Pretty soon, he was hooked on the idea of coaching as a career.
Parker eventually graduated and took on a coaching fellowship at Purdue while studying for a Masters in Sports Pedagogy and Administration. He then became a second assistant to the Yale heavyweight team, where he learned the ins and outs of Ivy League rowing. After a few years in New Haven, Parker joined Alwin's staff at Columbia in 2011.
And when Alwin shifted to coach the heavyweight team, Parker took over the lightweights.
But it was even before then that Parker sold recruits such as senior co-captain David Mottola on coming to Columbia with a standard—albeit notable—sales pitch. Mottola remembers Parker telling him that rowers should come to Columbia to "write your own history."

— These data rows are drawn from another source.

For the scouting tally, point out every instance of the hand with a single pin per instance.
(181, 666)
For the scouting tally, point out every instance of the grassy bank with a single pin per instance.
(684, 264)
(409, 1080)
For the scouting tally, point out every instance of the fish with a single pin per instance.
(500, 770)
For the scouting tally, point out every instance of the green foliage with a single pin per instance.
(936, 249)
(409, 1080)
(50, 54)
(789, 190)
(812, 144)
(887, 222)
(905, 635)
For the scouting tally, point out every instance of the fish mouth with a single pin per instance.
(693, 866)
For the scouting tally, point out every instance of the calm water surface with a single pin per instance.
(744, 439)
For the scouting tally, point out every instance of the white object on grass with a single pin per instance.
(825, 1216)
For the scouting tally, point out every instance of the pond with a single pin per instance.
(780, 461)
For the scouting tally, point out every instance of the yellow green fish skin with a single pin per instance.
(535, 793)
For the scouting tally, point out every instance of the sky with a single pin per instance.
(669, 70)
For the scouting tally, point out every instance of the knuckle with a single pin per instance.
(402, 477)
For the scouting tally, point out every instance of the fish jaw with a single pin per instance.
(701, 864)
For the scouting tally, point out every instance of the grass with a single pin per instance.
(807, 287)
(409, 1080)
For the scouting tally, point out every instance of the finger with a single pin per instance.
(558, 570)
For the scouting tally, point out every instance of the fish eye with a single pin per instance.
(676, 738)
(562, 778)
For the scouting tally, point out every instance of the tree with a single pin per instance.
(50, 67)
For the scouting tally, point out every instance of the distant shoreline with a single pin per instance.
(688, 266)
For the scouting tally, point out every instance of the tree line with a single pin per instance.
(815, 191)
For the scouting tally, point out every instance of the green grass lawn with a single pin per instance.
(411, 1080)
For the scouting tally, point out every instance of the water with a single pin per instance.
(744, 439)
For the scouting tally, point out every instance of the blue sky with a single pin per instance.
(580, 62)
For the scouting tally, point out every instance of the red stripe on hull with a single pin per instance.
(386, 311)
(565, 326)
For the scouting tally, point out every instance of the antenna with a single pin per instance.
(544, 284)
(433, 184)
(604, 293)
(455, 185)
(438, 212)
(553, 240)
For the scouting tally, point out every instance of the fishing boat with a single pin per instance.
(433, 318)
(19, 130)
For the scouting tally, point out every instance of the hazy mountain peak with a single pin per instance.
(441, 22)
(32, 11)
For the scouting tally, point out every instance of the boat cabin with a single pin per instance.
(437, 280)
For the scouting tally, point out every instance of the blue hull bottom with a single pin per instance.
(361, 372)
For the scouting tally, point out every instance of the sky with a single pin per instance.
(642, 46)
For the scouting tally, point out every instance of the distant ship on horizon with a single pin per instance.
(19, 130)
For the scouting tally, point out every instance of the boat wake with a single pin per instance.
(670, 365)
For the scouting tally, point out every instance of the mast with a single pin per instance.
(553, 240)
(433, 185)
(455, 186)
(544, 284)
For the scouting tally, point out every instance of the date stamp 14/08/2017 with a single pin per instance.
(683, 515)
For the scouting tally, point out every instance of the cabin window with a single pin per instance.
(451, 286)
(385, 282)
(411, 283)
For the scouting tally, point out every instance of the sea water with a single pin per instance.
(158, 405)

This year's seniors are the first class recruited entirely by Parker. He looks for rowers who aren't necessarily the most physiologically gifted, but rather those who display a constant hunger to be their best.
That competitive spirit has become a hallmark of the program, according to Parker, who has continued to set the example for the lightweights. Parker is currently studying at Teachers College for a Masters of Education to gain even more insight into motor learning and biomechanics.
He's even brought in physiologists, sports psychiatrists, and others whom he thinks can help the program.
"I think he tries to bring in people that he works well with...he's applying a team approach to the role of coaching," Solberg said.
Even the alumni have taken a bigger role within the program, according to Weinstein. He noted that alumni donations helped Parker replace the entire lightweight fleet.
So, while Parker highlighted that the program still has its challenges, he sounded content with the progress in the past handful of years. After all, it's only been six years since Columbia wasn't competing in the IRA championship at all.
But behind a culture shift, an emphasis on individual training, and genuine care for each member of the crew, Parker has built what he sought to create from the beginning: a committed, hungry team focused on the championship.
"One of the things I say often is, and I borrowed this from Britain's track and field coach: 'The coach's job is to take athletes from who they are into who they may become,'" Parker said. "I changed it for me—my role as a coach is to create an environment where the athlete can grow from who they are into who they may become."
A previous version of this article included inaccurate quotations from William Solberg. This has been updated.